If your integers are stored as $B$ bits long, then you need r to be only $B/2$ bits or less, i.e. $r \leq 2^{B/2 - 1}$. (The minus one is because you are using signed integers.) Otherwise you will get integer overflow when you compute $r * r$ and the answer won't be correct. Using doubles (long floats) instead of integers won't really help either, because you won't have enough precision to get $r*r - i*i$ when $r$ and $i$ are both large, e.g. when you try to set $i = r-1$ and $r$ is large you will actually get $i*i = r*r$ so the expression will evaluate to zero.

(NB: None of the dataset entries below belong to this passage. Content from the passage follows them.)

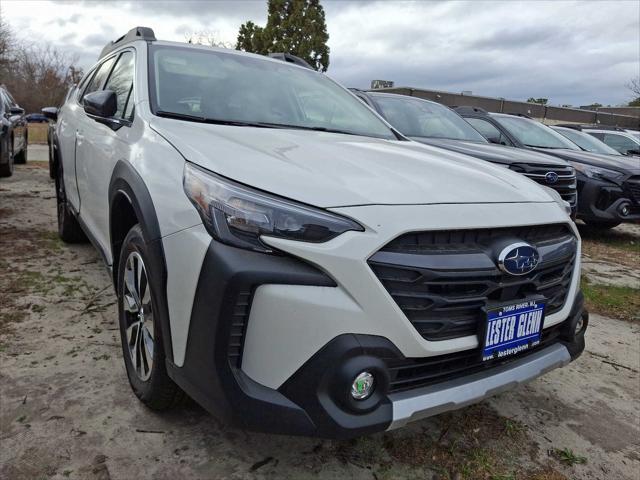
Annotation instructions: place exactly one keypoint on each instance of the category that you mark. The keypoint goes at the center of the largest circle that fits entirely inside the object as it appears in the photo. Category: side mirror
(50, 112)
(102, 104)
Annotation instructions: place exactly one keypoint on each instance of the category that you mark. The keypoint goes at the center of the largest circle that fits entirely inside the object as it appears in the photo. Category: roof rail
(593, 126)
(523, 115)
(572, 126)
(287, 57)
(466, 109)
(137, 33)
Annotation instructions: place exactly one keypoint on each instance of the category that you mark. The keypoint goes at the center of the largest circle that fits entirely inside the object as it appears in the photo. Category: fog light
(624, 209)
(362, 386)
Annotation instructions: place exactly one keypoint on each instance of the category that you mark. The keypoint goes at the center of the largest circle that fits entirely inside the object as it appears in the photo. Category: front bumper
(604, 201)
(312, 400)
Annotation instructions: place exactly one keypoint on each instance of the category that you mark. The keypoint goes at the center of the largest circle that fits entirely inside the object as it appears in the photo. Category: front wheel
(6, 169)
(599, 225)
(140, 329)
(22, 156)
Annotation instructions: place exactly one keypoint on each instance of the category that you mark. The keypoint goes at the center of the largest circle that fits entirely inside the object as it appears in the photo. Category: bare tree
(36, 75)
(634, 86)
(7, 48)
(205, 37)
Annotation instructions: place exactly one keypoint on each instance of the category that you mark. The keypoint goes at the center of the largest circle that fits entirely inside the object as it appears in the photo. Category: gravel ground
(66, 410)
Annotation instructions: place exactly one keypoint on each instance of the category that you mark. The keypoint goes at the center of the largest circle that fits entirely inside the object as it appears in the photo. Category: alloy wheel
(138, 314)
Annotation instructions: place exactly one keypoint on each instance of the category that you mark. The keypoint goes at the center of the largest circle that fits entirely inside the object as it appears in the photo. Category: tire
(21, 158)
(598, 225)
(140, 330)
(6, 169)
(52, 167)
(69, 229)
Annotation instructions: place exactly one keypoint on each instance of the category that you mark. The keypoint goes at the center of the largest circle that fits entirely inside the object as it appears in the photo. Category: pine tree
(293, 26)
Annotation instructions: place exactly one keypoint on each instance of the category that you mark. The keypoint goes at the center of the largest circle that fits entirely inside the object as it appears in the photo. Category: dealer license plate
(512, 329)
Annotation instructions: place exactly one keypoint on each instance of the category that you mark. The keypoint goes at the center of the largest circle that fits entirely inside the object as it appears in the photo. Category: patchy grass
(568, 457)
(612, 301)
(474, 444)
(38, 133)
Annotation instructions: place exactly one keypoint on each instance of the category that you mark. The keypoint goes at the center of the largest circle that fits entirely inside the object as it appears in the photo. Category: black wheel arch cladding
(127, 183)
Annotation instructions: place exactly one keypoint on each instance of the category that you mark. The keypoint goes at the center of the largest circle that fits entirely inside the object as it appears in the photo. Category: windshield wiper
(238, 123)
(214, 121)
(541, 146)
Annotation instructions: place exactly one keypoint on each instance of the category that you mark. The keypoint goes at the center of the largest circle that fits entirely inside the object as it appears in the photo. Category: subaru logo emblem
(518, 259)
(551, 177)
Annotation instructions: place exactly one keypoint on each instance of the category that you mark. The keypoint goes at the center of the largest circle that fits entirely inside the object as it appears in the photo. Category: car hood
(619, 163)
(333, 170)
(493, 153)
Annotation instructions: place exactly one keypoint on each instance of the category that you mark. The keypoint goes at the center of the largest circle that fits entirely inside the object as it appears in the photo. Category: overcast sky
(570, 52)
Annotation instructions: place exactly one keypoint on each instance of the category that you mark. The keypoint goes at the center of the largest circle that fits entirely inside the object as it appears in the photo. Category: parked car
(434, 124)
(285, 257)
(51, 113)
(619, 139)
(36, 118)
(13, 133)
(608, 186)
(585, 141)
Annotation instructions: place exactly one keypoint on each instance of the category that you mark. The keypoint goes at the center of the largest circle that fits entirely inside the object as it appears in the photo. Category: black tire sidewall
(148, 390)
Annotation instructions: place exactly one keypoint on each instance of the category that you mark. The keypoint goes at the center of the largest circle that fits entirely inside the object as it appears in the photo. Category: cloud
(570, 52)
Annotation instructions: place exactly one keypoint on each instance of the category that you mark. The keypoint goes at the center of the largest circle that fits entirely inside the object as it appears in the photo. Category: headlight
(597, 172)
(558, 199)
(239, 215)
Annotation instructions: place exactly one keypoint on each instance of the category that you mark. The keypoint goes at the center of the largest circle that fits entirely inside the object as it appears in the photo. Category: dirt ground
(66, 410)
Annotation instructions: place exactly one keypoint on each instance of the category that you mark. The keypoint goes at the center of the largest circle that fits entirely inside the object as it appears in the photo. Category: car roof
(399, 95)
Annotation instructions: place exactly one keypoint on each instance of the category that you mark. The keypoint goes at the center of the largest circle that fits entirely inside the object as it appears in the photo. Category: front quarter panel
(161, 167)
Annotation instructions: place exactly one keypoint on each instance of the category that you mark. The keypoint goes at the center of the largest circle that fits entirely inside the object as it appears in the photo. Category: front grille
(443, 280)
(633, 186)
(411, 373)
(565, 185)
(241, 310)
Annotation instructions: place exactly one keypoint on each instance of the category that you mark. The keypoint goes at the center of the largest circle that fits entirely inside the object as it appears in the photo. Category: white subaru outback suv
(288, 260)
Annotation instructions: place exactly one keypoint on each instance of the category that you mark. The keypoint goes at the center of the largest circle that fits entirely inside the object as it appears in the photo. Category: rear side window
(121, 82)
(100, 76)
(620, 142)
(488, 131)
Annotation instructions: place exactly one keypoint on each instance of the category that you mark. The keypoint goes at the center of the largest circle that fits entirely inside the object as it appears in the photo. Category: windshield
(534, 134)
(635, 135)
(419, 118)
(202, 85)
(586, 141)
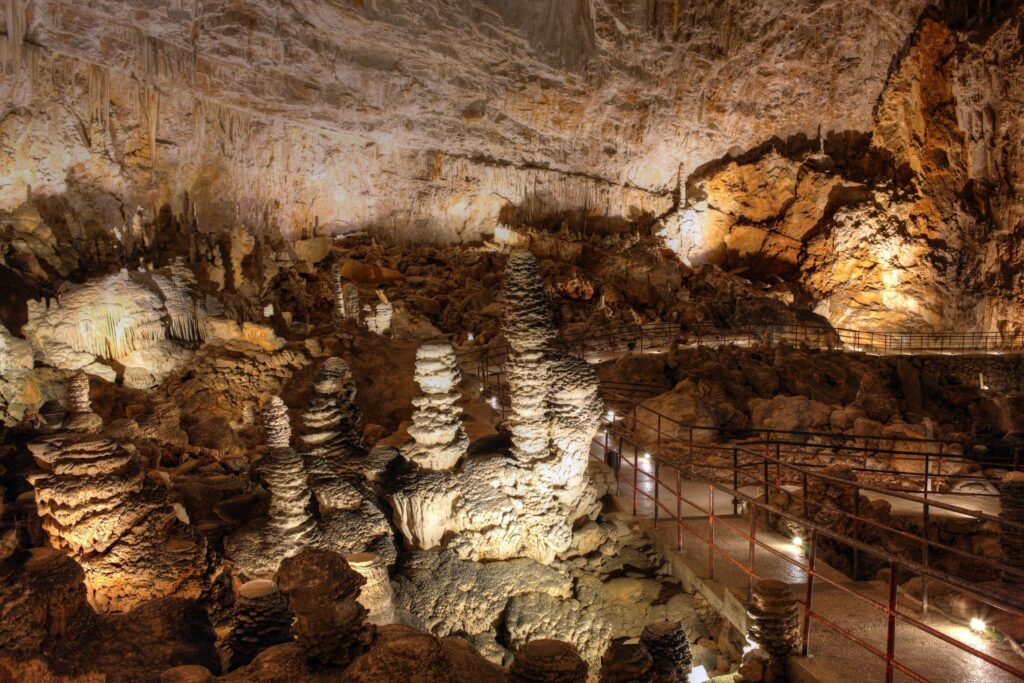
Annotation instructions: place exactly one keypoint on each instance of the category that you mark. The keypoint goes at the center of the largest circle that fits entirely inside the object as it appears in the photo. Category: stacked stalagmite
(261, 619)
(774, 624)
(97, 505)
(670, 648)
(438, 439)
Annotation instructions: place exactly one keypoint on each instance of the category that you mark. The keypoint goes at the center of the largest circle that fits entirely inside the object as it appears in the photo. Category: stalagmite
(546, 660)
(774, 615)
(438, 439)
(323, 593)
(80, 415)
(97, 505)
(276, 428)
(1012, 536)
(627, 664)
(670, 649)
(376, 595)
(260, 620)
(380, 322)
(529, 331)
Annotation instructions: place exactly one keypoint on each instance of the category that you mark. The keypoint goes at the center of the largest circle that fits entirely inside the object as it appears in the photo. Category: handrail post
(711, 531)
(805, 637)
(679, 511)
(636, 469)
(735, 479)
(750, 552)
(657, 484)
(891, 626)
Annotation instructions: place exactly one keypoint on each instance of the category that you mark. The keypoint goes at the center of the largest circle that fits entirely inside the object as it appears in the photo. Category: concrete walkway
(832, 654)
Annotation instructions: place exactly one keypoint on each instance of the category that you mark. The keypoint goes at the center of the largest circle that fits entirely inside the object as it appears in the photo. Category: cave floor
(828, 650)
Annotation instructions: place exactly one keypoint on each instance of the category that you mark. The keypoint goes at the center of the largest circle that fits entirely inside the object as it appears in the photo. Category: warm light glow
(698, 675)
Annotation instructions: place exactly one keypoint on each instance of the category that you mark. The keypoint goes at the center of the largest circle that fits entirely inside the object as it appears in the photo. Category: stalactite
(16, 26)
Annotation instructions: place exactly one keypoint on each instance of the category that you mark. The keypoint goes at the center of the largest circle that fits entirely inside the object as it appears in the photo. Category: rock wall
(425, 120)
(909, 226)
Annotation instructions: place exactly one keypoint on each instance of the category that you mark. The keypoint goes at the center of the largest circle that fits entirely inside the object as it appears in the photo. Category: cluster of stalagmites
(774, 616)
(492, 507)
(345, 517)
(97, 505)
(1012, 535)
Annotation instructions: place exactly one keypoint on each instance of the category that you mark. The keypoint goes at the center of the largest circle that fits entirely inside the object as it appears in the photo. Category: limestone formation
(627, 664)
(376, 595)
(260, 620)
(349, 521)
(438, 439)
(80, 415)
(323, 592)
(670, 649)
(774, 615)
(276, 428)
(97, 505)
(548, 662)
(1012, 536)
(529, 331)
(135, 317)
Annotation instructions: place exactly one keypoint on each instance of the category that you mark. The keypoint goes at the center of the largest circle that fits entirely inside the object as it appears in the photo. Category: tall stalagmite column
(529, 331)
(438, 439)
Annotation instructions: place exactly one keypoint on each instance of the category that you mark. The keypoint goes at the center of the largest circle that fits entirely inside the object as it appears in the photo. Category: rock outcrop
(97, 505)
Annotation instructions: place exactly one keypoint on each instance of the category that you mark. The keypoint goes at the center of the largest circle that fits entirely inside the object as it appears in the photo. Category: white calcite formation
(80, 415)
(136, 318)
(494, 507)
(356, 523)
(260, 619)
(97, 505)
(379, 319)
(438, 439)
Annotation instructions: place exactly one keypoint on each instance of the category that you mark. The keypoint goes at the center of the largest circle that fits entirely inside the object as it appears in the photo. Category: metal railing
(760, 508)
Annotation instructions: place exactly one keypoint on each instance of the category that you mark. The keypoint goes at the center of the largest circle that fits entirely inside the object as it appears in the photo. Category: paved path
(916, 649)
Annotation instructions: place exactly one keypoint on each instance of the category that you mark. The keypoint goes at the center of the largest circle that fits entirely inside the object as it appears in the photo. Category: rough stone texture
(260, 620)
(46, 610)
(323, 591)
(439, 440)
(545, 660)
(670, 649)
(774, 616)
(1012, 538)
(376, 595)
(97, 504)
(128, 316)
(425, 588)
(627, 664)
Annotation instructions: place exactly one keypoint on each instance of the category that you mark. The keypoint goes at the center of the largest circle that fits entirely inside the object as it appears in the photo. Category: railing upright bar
(805, 637)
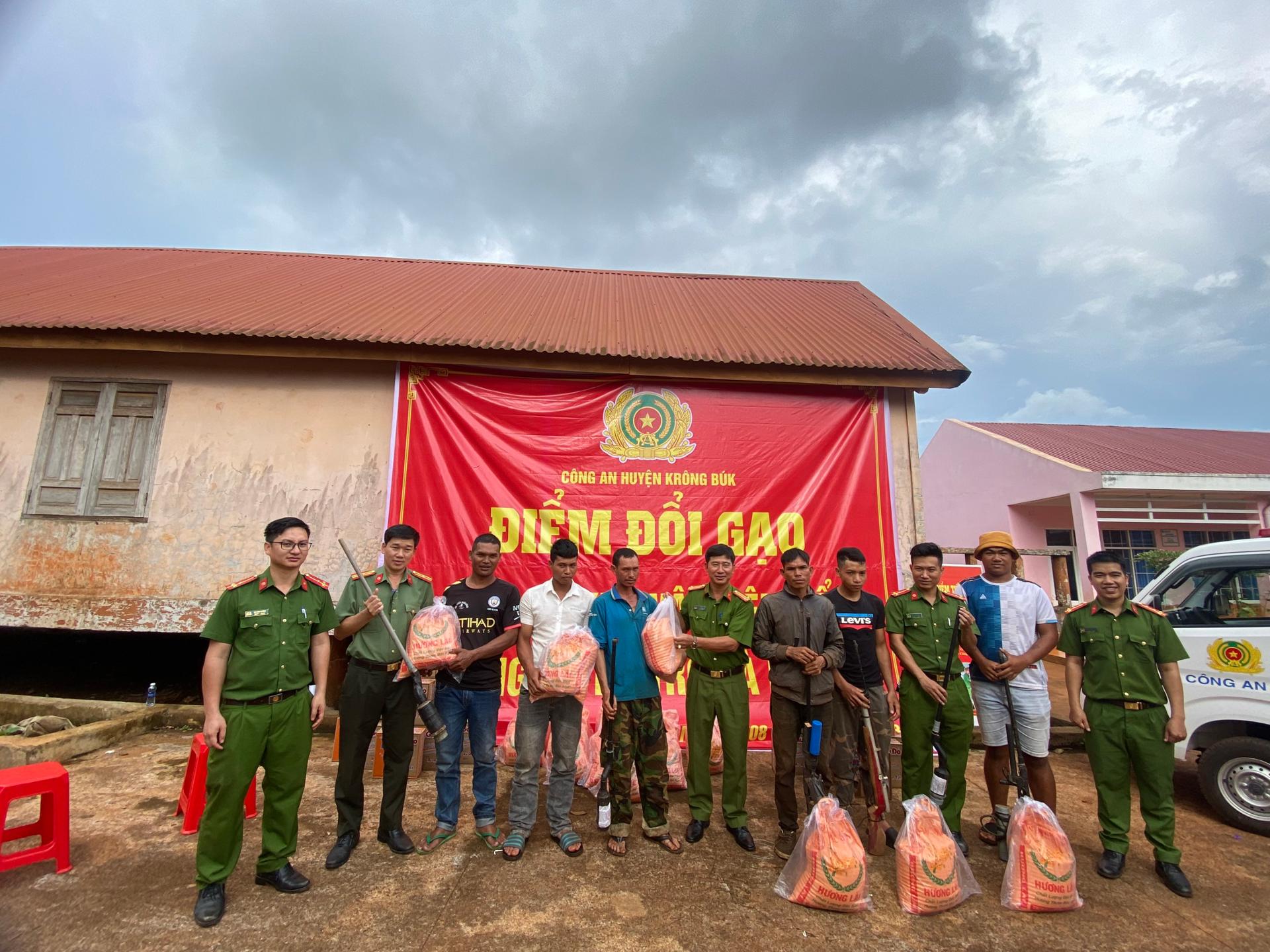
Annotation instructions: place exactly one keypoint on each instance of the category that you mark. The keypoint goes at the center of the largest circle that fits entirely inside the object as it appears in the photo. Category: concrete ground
(132, 889)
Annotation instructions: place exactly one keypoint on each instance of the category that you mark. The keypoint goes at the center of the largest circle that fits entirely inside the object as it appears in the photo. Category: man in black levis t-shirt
(865, 683)
(469, 691)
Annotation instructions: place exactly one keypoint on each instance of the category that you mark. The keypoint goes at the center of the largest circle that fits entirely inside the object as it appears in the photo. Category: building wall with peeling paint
(244, 441)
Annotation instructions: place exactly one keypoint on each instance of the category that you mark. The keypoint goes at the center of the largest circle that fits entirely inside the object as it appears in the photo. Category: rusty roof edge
(254, 346)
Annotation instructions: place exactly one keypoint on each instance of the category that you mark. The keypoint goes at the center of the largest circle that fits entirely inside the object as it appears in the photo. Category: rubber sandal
(665, 843)
(990, 830)
(429, 840)
(567, 840)
(516, 842)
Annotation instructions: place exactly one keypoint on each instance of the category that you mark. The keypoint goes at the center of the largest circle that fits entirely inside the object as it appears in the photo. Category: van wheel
(1235, 776)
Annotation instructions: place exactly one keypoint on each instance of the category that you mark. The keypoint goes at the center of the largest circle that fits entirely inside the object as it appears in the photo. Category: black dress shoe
(1111, 865)
(285, 880)
(210, 905)
(1174, 879)
(342, 851)
(398, 842)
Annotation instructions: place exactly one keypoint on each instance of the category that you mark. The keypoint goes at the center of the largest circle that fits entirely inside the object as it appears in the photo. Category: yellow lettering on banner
(530, 531)
(506, 524)
(789, 531)
(591, 535)
(552, 524)
(671, 534)
(640, 531)
(759, 539)
(732, 532)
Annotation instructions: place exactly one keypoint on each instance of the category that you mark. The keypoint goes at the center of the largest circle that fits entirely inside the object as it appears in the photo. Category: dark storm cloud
(563, 132)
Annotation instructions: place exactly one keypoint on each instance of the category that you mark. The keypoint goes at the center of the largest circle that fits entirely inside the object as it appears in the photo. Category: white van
(1218, 600)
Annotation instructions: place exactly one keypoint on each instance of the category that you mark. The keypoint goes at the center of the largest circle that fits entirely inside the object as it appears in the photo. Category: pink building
(1118, 488)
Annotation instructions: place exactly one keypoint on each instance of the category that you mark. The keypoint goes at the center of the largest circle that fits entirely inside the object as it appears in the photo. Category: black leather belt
(375, 666)
(267, 698)
(1127, 705)
(720, 672)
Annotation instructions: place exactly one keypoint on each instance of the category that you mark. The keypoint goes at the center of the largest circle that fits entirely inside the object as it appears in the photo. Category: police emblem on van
(1238, 656)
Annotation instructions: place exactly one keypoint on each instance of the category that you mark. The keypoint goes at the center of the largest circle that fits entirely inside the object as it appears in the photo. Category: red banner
(667, 469)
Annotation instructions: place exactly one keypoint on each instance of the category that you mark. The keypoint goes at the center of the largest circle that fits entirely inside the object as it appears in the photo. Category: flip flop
(439, 841)
(568, 840)
(665, 843)
(516, 842)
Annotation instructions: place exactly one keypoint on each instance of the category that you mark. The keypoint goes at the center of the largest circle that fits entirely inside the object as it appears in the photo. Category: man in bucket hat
(1017, 627)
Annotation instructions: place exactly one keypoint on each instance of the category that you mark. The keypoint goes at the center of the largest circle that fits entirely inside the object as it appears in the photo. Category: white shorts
(1032, 716)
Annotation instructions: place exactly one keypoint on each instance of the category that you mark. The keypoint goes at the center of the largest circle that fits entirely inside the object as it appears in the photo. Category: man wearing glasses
(267, 643)
(371, 694)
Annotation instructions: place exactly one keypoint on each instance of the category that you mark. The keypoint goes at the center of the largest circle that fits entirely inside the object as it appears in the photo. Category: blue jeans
(564, 715)
(478, 710)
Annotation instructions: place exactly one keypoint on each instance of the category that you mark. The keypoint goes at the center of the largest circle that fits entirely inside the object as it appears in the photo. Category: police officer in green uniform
(1124, 658)
(371, 694)
(923, 625)
(719, 625)
(267, 641)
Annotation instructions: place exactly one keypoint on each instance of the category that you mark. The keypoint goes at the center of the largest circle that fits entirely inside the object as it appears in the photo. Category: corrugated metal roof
(1143, 448)
(706, 317)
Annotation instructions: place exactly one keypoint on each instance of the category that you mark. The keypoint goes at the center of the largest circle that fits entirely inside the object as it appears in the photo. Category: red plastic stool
(193, 789)
(52, 785)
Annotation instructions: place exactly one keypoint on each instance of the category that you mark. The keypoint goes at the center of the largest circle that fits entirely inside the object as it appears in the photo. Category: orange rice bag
(570, 664)
(432, 640)
(930, 871)
(1040, 870)
(715, 750)
(659, 633)
(827, 867)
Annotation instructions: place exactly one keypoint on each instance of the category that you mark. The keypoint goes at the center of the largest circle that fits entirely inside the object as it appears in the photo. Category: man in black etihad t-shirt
(469, 691)
(867, 682)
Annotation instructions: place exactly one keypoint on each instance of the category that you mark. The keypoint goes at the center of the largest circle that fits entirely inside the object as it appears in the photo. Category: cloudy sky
(1074, 198)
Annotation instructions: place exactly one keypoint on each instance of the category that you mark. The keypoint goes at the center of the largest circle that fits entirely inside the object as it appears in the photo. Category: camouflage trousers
(639, 738)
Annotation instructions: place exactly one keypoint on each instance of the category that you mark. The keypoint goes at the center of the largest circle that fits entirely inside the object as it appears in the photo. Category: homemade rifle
(1015, 777)
(432, 720)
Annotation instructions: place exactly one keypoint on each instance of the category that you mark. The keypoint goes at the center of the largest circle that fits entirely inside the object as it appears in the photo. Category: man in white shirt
(1016, 619)
(546, 610)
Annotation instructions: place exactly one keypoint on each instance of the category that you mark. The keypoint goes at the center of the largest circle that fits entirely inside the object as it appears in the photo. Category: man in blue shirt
(633, 702)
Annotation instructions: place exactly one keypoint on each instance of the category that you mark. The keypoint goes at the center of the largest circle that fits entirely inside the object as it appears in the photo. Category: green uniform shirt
(927, 629)
(730, 616)
(270, 634)
(400, 606)
(1122, 651)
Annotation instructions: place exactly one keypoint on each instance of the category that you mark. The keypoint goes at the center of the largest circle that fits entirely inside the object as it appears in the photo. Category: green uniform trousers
(728, 699)
(1121, 739)
(366, 697)
(916, 724)
(273, 736)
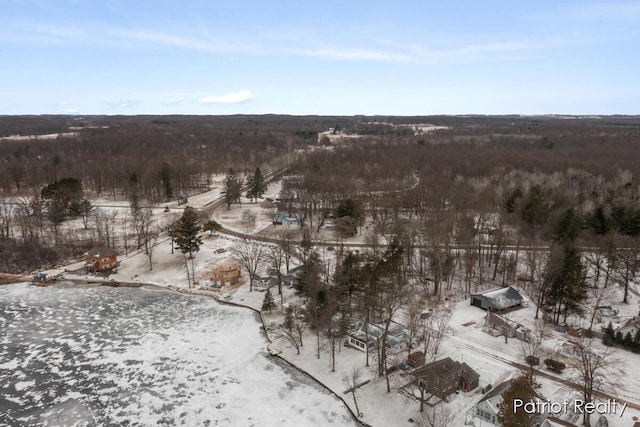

The other possibilities are that when you convert r*r - i*i to a floating point to compute the square root, the squared value might not fit precisely into the bits of mantissa precision. So actually you might need $r$ to be a few orders of magnitude less than $2^{B/2}$. Also, when you convert to a floating point, it's possible that when you compute the square root you will get a floating point answer slightly smaller than the true integer answer when the expression under the square root is a perfect integer square. Then when you cast to integer, your answer will be 1 less than it should be. To test for this and fix it, if the integer under the square-root is $A$ and you compute the floored square-root to be $B$, then you should have $A - B^2 \leq 2B$, or equivalently $(B+1)^2 > A$ (all integer arihmetic). If not, then add one to $B$.